Are you picking up what I'm laying down? If this is not the change Crossout will bring, then what is? I'll tell you: every deck running random one-of hand traps. You'll see Drytron play one Droll & Lock Bird, Prank-Kids include a single copy of Nibiru, the Primal Being, or Invoked doing the same thing as Drytron. What Crossout Designator causes is not balancing, interesting ways to play the game, or 500 IQ play-arounds. It incentivizes bad deck building. It forces you to run not just more hand traps, as you always have to take into account they're going to have Crossout, but to run a bunch of cards your deck loses to. Not to use them in a mirror match, but to name them with Crossout Designator.
It's mirror matches what I want to get into next. In case you do not know, a mirror match refers to the situation where you play against the same deck you are playing yourself. In these situations, Crossout Designator is simply unfun. You obviously know what the weak spots of the deck are and will always be able to hit them, since you have Crossout. Naming Sky Striker Ace - Raye in response to your opponent's effect, making it so they miss out on their link plays, is something you'll always have access to in the mirror match. The same applies to every single card in the game. Invocation? Nope, negated. Meteonis Drytron? Nah, ritual summoning is overrated. What this all boils down to is that you will not be able to play your deck properly if you happen to face a mirror. You'll always have to assume they have Crossout or you will just lose.
In the end, this will cause decks not to adapt at the deck building stage. Doing so would mean changing the deck's basic ratios, decreasing not only its consistency as you have to allocate Crossout Designator targets, but its power, as you will need to remove some engine cards to make room for all these cards you don't even intend to use. This means you might just get hit with Droll & Lock Bird game one against Drytron simply because they have to play it as a Crossout target, making that deck's mirror even more annoying.
All in all, Crossout Designator is just another piece in the long line of cards that Konami just has to deal with eventually, even though I'm sure they are aware of the card's troublesome nature. Called by the Grave has been the prime hand trap hate tool ever since its release. At first its addition seemed like a good change that made decks less reliant on powerful cards such as Ash Blossom & Joyous Spring. But it caused Konami to print cards like Infinite Impermanence and Nibiru, the Primal Being. It also changed deck design to the point where not playing nine or more hand traps is wishful thinking. What's more, with it being limited to one, it just feels so much worse getting hit by it.

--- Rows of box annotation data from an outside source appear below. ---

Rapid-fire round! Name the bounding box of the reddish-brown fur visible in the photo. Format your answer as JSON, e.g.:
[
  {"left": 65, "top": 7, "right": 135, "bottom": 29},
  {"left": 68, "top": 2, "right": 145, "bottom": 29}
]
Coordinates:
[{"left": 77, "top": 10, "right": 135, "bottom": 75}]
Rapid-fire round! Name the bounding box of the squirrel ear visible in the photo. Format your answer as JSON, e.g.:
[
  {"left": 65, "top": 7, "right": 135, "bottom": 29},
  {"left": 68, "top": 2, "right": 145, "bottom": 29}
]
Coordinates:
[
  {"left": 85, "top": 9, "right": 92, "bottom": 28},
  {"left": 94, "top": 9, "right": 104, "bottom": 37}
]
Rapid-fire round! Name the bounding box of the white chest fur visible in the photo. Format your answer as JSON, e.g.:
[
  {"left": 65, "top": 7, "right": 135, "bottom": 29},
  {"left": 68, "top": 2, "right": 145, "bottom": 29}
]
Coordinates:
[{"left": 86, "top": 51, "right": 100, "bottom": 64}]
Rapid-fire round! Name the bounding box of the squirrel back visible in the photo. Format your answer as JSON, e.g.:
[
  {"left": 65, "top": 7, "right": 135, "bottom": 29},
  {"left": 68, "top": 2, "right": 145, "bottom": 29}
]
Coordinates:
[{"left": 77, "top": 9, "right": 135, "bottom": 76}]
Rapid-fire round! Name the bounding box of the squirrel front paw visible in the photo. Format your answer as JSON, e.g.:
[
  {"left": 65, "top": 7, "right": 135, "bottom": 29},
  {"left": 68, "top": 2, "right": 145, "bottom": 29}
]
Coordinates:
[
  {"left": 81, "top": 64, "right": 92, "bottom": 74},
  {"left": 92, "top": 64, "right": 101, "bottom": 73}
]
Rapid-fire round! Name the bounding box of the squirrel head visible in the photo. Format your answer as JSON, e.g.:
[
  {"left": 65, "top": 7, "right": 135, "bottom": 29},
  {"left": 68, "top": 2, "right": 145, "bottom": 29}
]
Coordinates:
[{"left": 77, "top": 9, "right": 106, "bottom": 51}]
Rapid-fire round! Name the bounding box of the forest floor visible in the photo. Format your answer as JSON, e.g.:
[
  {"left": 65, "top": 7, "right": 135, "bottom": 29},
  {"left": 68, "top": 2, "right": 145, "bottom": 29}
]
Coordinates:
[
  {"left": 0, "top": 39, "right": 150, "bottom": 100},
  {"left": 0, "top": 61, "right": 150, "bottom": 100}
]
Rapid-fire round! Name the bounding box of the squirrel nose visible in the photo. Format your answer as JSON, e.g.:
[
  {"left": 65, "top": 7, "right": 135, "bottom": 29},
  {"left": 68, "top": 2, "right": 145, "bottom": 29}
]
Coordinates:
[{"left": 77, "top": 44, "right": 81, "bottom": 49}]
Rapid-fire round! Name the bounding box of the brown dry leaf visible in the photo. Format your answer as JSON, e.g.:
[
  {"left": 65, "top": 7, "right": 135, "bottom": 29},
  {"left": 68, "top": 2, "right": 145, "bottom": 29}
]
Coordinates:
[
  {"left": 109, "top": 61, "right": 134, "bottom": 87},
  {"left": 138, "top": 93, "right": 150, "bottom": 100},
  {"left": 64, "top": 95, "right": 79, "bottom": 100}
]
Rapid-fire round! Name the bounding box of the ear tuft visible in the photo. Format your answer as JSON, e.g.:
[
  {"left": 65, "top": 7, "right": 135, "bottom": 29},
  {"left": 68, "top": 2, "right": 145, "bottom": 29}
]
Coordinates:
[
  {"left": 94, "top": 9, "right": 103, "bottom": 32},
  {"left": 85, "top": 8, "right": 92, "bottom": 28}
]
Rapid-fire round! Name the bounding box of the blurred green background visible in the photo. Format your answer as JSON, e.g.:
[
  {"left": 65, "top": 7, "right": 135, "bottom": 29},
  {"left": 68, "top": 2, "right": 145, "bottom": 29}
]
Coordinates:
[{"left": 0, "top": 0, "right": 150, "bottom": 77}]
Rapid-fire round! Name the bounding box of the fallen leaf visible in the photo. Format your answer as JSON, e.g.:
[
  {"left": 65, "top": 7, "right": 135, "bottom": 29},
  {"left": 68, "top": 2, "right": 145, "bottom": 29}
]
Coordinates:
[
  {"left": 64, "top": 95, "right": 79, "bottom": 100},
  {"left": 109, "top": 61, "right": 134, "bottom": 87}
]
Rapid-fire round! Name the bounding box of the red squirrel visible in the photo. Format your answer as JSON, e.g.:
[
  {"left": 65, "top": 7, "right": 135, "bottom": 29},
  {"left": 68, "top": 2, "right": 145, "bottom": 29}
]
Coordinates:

In conclusion, cards like Crossout Designator and Called by the Grave have no place in the game. While they may seem like they work to stop reliance on hand traps, they instead force players to run even more of these cards, Crossout even more so, forcing you to play "bricks" in the form of one-of hand traps your deck loses to. Overall, I believe these are toxic and unhealthy game pieces that promote all the negatives already discussed. I'll obviously be buying Designator because I want to have a chance at competing. But I hope it gets banned as fast as possible. There really is no reason for the game to have this card.